Opinião 10:49

Na peleja entre Governo do Estado e prefeitura de Campina, todos saem perdendo para a covid-19

Foto: reprodução

Virou ‘cabo de guerra’ a discussão entre a prefeitura de Campina Grande e o Governo do Estado sobre o cumprimento das medidas de isolamento social. Ninguém quer ceder. Os dois lados preferem continuar o enfrentamento público, enquanto a pandemia e os problemas provocados por ela continuam a exigir, de todos os gestores, o mínimo de entendimento sobre o que precisa ser feito.

Hoje o governador João Azevêdo (Cidadania) rebateu as declarações do prefeito Bruno Cunha Lima (PSD). Insinuou que ele teria ‘pouca experiência’, com poucos meses de mandato. Essa disputa, porém, ocorre desde a gestão anterior.

A prefeitura apresentou novos números que ajudam no questionamento da decisão estadual que reclassificou Campina para uma bandeira laranja, o que implicaria na obediência ao toque de recolher e outras medidas impostas pelo Estado.

De acordo com a prefeitura, a cidade registrou uma diminuição de 19,33% nos casos positivos de covid-19 entre os dias 18 de fevereiro e 04 de março. Por outro lado, o Governo estadual diz que outros números precisam ser levados em conta e anunciou a prorrogação do decreto estadual e mais restrições. 

Um fogo cruzado onde o cidadão, principal interessado no combate à pandemia, tem pouco interesse sobre quem sairá vitorioso da batalha.
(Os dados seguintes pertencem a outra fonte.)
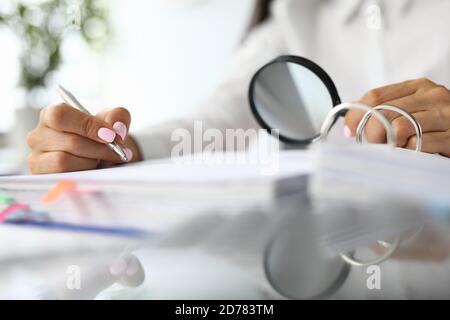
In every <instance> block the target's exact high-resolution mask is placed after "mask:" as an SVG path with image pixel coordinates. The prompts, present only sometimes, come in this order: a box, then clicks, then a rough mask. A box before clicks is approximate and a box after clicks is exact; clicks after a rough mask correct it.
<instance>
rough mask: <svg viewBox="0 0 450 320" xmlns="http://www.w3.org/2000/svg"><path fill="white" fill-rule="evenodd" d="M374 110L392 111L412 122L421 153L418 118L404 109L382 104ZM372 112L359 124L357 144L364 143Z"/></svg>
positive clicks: (421, 148)
mask: <svg viewBox="0 0 450 320" xmlns="http://www.w3.org/2000/svg"><path fill="white" fill-rule="evenodd" d="M372 110H390V111H394V112H397V113H399V114H401V115H402V116H404V117H405V118H406V119H408V120H409V122H411V124H412V125H413V127H414V129H415V130H416V151H417V152H420V151H421V150H422V135H423V133H422V127H421V126H420V123H419V122H418V121H417V120H416V118H415V117H414V116H413V115H412V114H411V113H409V112H408V111H406V110H403V109H402V108H399V107H396V106H393V105H390V104H381V105H379V106H376V107H374V108H373V109H372ZM372 110H371V111H368V112H366V114H365V115H364V116H363V118H362V119H361V121H360V122H359V125H358V127H357V128H356V142H358V143H362V137H363V132H364V128H365V127H366V124H367V121H369V119H370V118H371V117H372Z"/></svg>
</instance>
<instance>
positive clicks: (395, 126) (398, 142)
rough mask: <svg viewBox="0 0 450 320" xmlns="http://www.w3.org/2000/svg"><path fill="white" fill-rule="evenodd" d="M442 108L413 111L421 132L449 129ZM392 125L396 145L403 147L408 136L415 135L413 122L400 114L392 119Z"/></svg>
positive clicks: (404, 145) (443, 130) (448, 124)
mask: <svg viewBox="0 0 450 320" xmlns="http://www.w3.org/2000/svg"><path fill="white" fill-rule="evenodd" d="M443 112H445V110H444V109H432V110H428V111H422V112H418V113H414V114H413V117H414V118H415V119H416V120H417V122H418V123H419V124H420V127H421V128H422V132H423V133H426V132H441V131H446V130H448V129H450V124H449V123H448V121H447V120H446V119H448V117H445V116H444V115H443ZM392 127H393V128H394V131H395V133H396V136H397V146H399V147H404V146H405V145H406V143H407V142H408V140H409V138H410V137H412V136H415V135H416V134H417V133H416V129H415V128H414V126H413V124H412V123H411V122H410V121H409V120H408V119H407V118H405V117H403V116H400V117H398V118H396V119H394V121H392Z"/></svg>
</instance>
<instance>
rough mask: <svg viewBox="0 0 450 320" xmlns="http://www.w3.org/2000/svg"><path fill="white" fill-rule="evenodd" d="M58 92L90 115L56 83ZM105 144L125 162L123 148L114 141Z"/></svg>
mask: <svg viewBox="0 0 450 320" xmlns="http://www.w3.org/2000/svg"><path fill="white" fill-rule="evenodd" d="M58 92H59V94H60V95H61V97H62V98H63V100H64V101H65V102H66V103H67V104H69V105H70V106H71V107H74V108H76V109H78V110H80V111H81V112H83V113H86V114H88V115H91V113H90V112H89V111H88V110H87V109H86V108H85V107H83V106H82V105H81V103H80V102H79V101H78V100H77V99H76V98H75V97H74V95H73V94H71V93H70V92H69V91H67V90H66V89H64V88H63V87H62V86H61V85H58ZM106 146H107V147H108V148H109V149H111V150H112V151H114V152H115V153H116V154H117V155H118V156H119V157H120V159H121V160H122V161H125V162H127V161H128V158H127V156H126V154H125V152H124V151H123V149H122V148H121V147H120V146H119V145H118V144H117V143H116V142H114V141H113V142H110V143H107V144H106Z"/></svg>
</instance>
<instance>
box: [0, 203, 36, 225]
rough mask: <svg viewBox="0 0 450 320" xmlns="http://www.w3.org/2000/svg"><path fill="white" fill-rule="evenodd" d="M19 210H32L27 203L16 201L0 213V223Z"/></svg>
mask: <svg viewBox="0 0 450 320" xmlns="http://www.w3.org/2000/svg"><path fill="white" fill-rule="evenodd" d="M19 210H25V211H28V210H30V207H29V206H28V205H26V204H20V203H15V204H12V205H10V206H9V207H7V208H6V209H4V210H3V211H2V212H1V213H0V223H1V222H3V221H6V220H7V219H8V218H9V216H10V215H11V214H13V213H15V212H16V211H19Z"/></svg>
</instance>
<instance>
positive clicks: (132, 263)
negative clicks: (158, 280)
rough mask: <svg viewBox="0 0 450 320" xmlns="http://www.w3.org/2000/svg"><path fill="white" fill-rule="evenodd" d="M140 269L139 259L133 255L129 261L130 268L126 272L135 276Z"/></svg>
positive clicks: (131, 274) (128, 262) (129, 275)
mask: <svg viewBox="0 0 450 320" xmlns="http://www.w3.org/2000/svg"><path fill="white" fill-rule="evenodd" d="M138 271H139V262H138V261H137V258H134V257H132V258H131V259H130V261H129V262H128V268H127V271H126V273H127V275H128V276H133V275H135V274H136V273H137V272H138Z"/></svg>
Nessa discussão não há teses absolutamente corretas, nem entendimentos infalíveis. Há uma infinidade de dados e elementos que podem e precisam ser considerados, a depender do recorte temporal que se estabeleça.

Há, também, a sensação de que todos saem perdendo com a ‘briga’. Porque sem diálogo e renúncias, dos dois lados, não há construção coletiva e unidade na guerra contra o vírus.